Of course there are two instances where this advice may be disregarded:

  1. You are a designer (and thus design of your site is essentially selling your service)
  2. You care nothing for your customer/visitor and you are not interested in selling anything or getting them to do anything other than marvel over how pretty your site is.

If these situations don’t apply to you, please read on.


Let’s illustrate this border-rant (almost a rant but not quite – coined Pring, 2013) with some examples here.

Is your text legible or have you reduced the font size right down so that you can fit entire paragraphs in one line? Do visitors know what they should be doing next? Does the call-to-action button stand out? Are the most important elements above the fold? Have you picked images to represent your products that help customer recognition and/or sell the key value props rather than the one that looks the nicest?


Are you taking up a huge amount of space above the fold with a nice pretty image that does nothing to sell your product? Is your site written in a pretty font that looks good and maybe speaks to your ‘brand personality’ but is too hard for people to actually read? Is there too much happening on the page so visitors don’t know where they should be moving next? Is your logo taking up too much space? Are you using pretty icons instead of text because it looks so much better and is way more funky… yet 54.86% of people don’t know what the icons actually mean? Are you too concerned with sticking within your brand style guide (which allows you the use of just two colours) that nothing on the page stands out?


Two more words: flash websites. Years ago they started popping up around the place and yeah, a lot of them were cool. Well, they were cool if you bothered to spend the 5 minutes for the page to load.  And if you weren’t trying to load them on an iPad.  And then they lost some of that cool when half the elements didn’t lead anywhere and you could never really find what it was you were looking for.


The problem that a lot of businesses have is that they elect for a designer to lead their site re-design. Which in principle makes sense, but in practice often leads to a site that may not actually convert well. It will look great, but that doesn’t mean it will drive results.


A personal example here – a friend of mine is a talented musician and recently launched his own website (completely designed by a designer). The site looks great – it is very funky and on-brand. The problem I have is when you visit the URL the first page you see is a static ‘entry’ page – it looks awesome but to find any information out (including contact details) you have to click on the static image to reach the actual website. Perfect example of choosing design over usability.


If you want people to visit your site and learn more about you, why would you force them to take an extra step to get to a place where they can do this? It doesn’t make any sense. Essentially that extra static entry page was a self-serving quest by designer (now enforced by musician) to get kudos for a nice design. Yet he’s a musician – he doesn’t want people to think ‘nice website’, he wants people to hear about him, listen to his songs, find out about his gigs and contact him.
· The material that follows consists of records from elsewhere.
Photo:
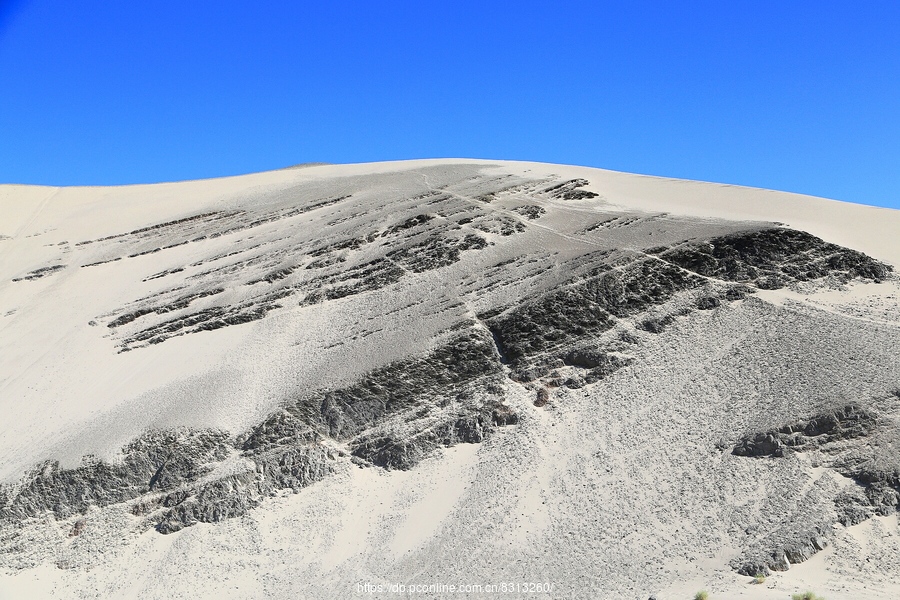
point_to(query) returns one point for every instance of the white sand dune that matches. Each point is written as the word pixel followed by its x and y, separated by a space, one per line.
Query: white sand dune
pixel 210 305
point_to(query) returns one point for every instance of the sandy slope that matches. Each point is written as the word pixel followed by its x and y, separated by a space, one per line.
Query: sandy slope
pixel 616 489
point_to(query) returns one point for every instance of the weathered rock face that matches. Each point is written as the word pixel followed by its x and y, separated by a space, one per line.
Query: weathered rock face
pixel 518 316
pixel 772 258
pixel 856 442
pixel 845 423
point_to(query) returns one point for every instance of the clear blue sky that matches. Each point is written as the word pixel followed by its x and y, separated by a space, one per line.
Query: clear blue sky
pixel 799 96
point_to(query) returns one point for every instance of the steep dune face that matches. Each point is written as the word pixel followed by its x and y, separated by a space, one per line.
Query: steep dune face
pixel 622 400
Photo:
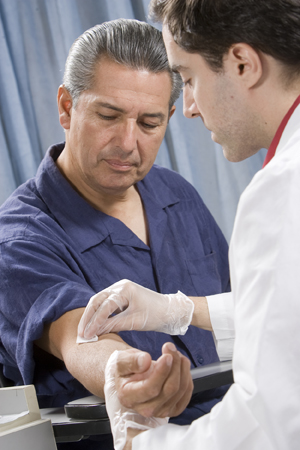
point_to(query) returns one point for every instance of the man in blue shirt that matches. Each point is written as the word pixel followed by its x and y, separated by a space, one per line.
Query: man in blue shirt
pixel 98 211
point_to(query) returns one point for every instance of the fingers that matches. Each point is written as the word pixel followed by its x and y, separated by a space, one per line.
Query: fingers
pixel 101 306
pixel 140 390
pixel 133 361
pixel 178 395
pixel 177 389
pixel 164 390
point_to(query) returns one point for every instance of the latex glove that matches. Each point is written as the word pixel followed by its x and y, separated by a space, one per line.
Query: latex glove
pixel 122 418
pixel 135 308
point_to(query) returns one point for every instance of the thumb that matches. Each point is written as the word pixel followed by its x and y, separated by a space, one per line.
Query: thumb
pixel 133 361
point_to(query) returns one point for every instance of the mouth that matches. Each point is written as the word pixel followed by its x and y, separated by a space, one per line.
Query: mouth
pixel 121 166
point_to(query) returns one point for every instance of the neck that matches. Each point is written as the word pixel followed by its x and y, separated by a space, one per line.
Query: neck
pixel 272 98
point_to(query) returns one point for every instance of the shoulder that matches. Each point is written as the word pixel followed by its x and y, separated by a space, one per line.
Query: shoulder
pixel 160 177
pixel 24 215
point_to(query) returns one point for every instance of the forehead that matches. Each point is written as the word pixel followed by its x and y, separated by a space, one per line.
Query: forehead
pixel 131 86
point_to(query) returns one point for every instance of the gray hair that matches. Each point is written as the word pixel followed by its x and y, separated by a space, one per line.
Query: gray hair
pixel 131 43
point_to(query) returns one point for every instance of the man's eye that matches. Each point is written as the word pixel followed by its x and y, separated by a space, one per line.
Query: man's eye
pixel 187 82
pixel 106 117
pixel 149 125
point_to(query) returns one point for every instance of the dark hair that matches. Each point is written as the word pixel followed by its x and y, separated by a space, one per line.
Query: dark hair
pixel 211 27
pixel 134 44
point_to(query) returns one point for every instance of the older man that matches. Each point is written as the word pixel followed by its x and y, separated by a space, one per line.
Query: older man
pixel 99 211
pixel 239 61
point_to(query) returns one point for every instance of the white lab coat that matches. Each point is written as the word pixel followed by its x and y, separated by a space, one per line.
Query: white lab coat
pixel 261 411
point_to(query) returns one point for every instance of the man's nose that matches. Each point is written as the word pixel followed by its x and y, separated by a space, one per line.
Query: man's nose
pixel 127 135
pixel 190 109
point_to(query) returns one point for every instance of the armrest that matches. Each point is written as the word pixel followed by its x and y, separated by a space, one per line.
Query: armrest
pixel 212 376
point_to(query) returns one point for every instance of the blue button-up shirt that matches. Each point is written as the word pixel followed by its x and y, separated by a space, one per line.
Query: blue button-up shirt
pixel 56 251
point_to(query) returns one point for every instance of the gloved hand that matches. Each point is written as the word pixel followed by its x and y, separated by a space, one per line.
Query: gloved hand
pixel 122 418
pixel 135 308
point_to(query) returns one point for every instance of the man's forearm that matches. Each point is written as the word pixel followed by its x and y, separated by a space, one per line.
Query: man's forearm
pixel 201 317
pixel 86 362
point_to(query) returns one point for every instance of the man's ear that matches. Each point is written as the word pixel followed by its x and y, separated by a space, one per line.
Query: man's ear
pixel 64 102
pixel 172 110
pixel 244 64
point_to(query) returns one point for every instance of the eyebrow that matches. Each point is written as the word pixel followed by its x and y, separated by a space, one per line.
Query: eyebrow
pixel 160 116
pixel 109 106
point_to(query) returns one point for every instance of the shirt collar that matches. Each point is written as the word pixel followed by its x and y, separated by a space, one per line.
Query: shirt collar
pixel 83 223
pixel 277 138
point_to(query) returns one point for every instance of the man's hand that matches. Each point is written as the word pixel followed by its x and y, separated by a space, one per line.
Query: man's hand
pixel 139 391
pixel 161 388
pixel 128 306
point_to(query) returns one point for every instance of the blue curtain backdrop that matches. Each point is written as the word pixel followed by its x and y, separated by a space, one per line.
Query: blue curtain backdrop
pixel 35 37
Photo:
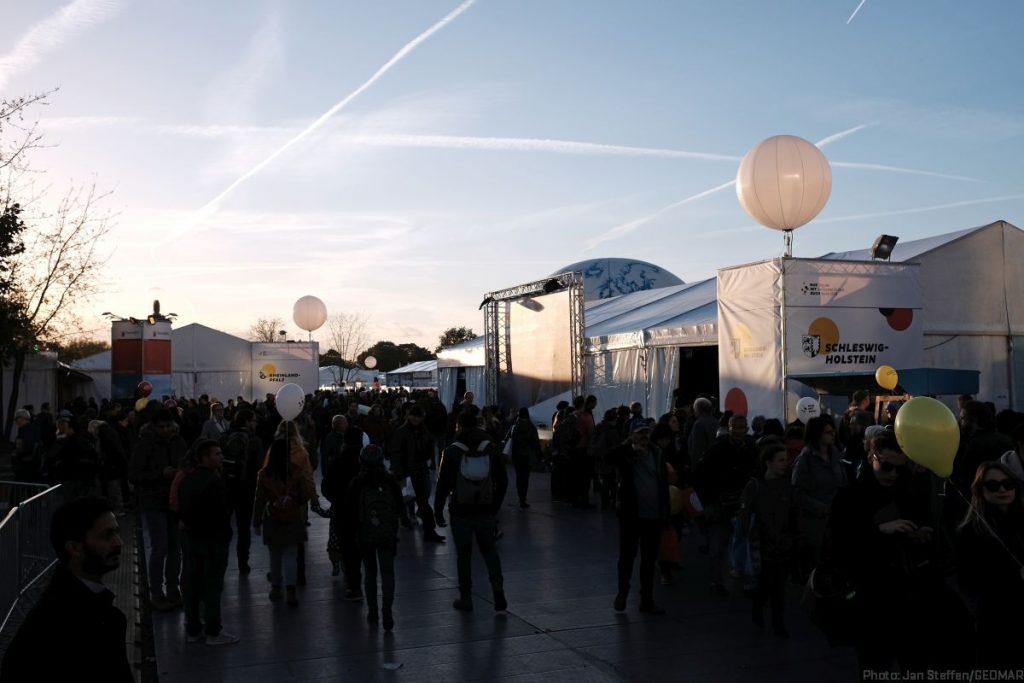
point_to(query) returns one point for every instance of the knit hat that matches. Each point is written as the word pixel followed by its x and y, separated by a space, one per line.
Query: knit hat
pixel 372 455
Every single step you force people to take in order to get them to do what you want them to do on your site (buy, sign up to your newsletter, contact you, read your article etc) will cause drop-off. I would love to see the stats for this website to see how many people bounced from the entry page purely because they were required to perform an extra action (even if it’s just one click) to get to where they want to be. I can guarantee you it would be substantial enough to justify my suggestion to remove it (which was decidedly ignored).


Am I saying that your site should be hideously ugly and that only functionality matters? No.


Good aesthetic design is important. Just don’t make it your utmost focus when choosing your overall design. User experience is much more important. Understand what you want your visitors to accomplish on your site and make sure that flow/experience drives your overall site layout and design. Make life as easy as possible for the user and you’ll reap the rewards.


And that’s all I have to say about that.